Copper Back Above $2.60 Before China Economic Data

Copper led most industrial metals higher after better-than-forecast economic growth in China, the world’s largest consumer.  Gross domestic product rose 7.4 percent in 2014 from a year earlier, the statistics bureau said in Beijing, beating the 7.3 percent median estimate in a Bloomberg survey. Industrial production last month grew 7.9 percent from a year earlier, compared with a 7.4 percent forecast.

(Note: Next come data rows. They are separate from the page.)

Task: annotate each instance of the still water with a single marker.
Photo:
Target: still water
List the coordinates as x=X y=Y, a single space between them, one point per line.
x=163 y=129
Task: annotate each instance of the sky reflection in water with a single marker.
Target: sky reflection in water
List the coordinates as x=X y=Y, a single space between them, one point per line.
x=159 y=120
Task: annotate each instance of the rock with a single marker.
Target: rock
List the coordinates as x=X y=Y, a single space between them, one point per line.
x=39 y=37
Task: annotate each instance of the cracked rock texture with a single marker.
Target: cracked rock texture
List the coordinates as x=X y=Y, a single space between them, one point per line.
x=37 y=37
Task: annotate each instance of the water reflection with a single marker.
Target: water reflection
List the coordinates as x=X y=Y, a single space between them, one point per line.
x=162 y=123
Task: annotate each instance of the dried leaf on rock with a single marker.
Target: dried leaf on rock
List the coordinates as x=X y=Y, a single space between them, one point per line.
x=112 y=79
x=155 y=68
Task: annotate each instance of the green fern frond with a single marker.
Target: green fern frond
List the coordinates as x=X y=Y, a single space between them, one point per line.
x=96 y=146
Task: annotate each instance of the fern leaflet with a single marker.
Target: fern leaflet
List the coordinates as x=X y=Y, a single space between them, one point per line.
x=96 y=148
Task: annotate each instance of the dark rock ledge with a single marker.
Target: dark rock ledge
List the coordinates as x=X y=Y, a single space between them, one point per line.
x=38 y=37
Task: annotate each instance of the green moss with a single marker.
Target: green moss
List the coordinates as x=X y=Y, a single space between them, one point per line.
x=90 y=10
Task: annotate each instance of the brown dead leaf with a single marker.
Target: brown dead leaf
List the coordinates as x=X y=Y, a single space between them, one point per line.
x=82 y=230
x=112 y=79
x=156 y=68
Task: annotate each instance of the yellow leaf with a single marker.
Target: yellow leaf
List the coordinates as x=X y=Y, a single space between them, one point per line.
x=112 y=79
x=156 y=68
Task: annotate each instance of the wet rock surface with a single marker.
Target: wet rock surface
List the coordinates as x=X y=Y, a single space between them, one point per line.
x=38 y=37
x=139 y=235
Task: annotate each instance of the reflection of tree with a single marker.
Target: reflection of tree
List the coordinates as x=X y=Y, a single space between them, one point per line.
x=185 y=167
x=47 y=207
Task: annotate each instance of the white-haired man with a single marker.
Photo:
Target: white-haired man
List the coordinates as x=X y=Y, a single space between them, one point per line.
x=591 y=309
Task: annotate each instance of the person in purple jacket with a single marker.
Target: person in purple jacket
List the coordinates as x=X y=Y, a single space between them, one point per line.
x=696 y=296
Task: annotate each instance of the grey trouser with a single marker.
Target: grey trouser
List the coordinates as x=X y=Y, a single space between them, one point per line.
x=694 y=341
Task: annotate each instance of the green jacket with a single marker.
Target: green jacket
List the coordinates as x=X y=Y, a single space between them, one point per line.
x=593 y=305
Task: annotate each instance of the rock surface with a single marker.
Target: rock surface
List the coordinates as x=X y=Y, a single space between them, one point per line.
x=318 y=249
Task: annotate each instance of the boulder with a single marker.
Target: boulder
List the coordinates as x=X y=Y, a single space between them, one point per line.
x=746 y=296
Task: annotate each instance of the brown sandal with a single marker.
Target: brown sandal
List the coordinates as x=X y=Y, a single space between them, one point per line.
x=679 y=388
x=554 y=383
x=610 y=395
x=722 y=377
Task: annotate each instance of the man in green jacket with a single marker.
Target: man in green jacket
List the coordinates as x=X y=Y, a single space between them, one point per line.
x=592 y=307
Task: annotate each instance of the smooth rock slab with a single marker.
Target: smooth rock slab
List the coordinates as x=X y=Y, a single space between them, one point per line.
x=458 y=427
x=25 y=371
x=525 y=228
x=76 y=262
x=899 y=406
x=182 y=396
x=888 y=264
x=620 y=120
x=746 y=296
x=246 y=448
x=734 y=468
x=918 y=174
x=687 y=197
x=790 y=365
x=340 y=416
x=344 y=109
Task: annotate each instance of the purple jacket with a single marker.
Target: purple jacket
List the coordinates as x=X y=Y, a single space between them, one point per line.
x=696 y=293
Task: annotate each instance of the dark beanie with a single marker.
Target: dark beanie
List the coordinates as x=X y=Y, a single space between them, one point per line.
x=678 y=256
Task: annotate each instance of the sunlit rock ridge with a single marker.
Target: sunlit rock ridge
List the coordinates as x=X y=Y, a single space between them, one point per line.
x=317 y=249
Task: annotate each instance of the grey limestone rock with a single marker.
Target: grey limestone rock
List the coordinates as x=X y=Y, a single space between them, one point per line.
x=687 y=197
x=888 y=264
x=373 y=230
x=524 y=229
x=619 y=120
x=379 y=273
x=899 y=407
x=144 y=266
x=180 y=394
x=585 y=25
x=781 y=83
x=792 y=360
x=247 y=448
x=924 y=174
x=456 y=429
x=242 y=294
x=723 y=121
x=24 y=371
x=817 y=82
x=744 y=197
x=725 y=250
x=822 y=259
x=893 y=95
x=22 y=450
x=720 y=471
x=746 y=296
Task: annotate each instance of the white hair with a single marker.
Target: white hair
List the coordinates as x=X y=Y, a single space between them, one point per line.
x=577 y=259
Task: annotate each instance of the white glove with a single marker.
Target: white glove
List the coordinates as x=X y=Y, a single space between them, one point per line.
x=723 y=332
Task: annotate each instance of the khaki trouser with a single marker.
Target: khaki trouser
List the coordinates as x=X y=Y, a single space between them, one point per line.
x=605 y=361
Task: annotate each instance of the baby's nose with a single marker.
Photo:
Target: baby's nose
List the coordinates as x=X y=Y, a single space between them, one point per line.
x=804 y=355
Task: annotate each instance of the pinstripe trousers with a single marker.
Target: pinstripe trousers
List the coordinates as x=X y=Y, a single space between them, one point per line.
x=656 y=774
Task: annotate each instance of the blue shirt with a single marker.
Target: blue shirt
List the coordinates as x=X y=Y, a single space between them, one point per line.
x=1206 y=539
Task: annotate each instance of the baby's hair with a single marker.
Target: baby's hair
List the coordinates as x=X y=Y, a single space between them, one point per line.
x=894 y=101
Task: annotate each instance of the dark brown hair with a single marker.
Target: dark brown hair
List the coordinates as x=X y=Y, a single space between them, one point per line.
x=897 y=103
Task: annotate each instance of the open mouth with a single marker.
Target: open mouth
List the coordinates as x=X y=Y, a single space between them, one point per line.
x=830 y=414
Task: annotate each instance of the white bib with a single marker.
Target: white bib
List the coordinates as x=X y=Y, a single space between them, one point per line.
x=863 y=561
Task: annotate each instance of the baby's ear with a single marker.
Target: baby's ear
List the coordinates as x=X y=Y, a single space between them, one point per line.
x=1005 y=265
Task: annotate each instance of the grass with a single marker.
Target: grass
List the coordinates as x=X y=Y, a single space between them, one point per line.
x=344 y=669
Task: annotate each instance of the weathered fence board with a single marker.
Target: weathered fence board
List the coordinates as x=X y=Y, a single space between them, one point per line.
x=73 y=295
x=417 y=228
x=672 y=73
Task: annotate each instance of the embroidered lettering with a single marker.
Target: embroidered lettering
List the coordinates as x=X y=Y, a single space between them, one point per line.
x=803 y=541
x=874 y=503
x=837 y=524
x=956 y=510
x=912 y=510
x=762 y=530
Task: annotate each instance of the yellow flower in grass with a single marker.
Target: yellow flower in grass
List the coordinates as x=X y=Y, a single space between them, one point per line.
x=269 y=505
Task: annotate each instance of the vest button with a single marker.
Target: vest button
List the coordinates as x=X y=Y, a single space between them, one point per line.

“The industrial production number would be taken positively by the metal markets,” said Daniel Hynes, a senior commodity strategist at Australia & New Zealand Banking Group Ltd. “It was above expectations and certainly is conducive to continued growth and recovery in metals consumption.”  The International Monetary Fund cut its 2015 global growth forecast to 3.5 percent from an earlier estimate of 3.8 percent and trimmed its China outlook to 6.8 percent from 7.1 percent.

Copper for delivery in three months climbed as much as 1 percent to $5,730 a metric ton on the London Metal Exchange and was trading at $5,717.50 a metric ton at 11:19 a.m. in Hong Kong. The metal fell 0.8 percent to settle at $5,672 a ton on Monday, sliding the first time in three days. Prices slumped 9.2 percent so far this year.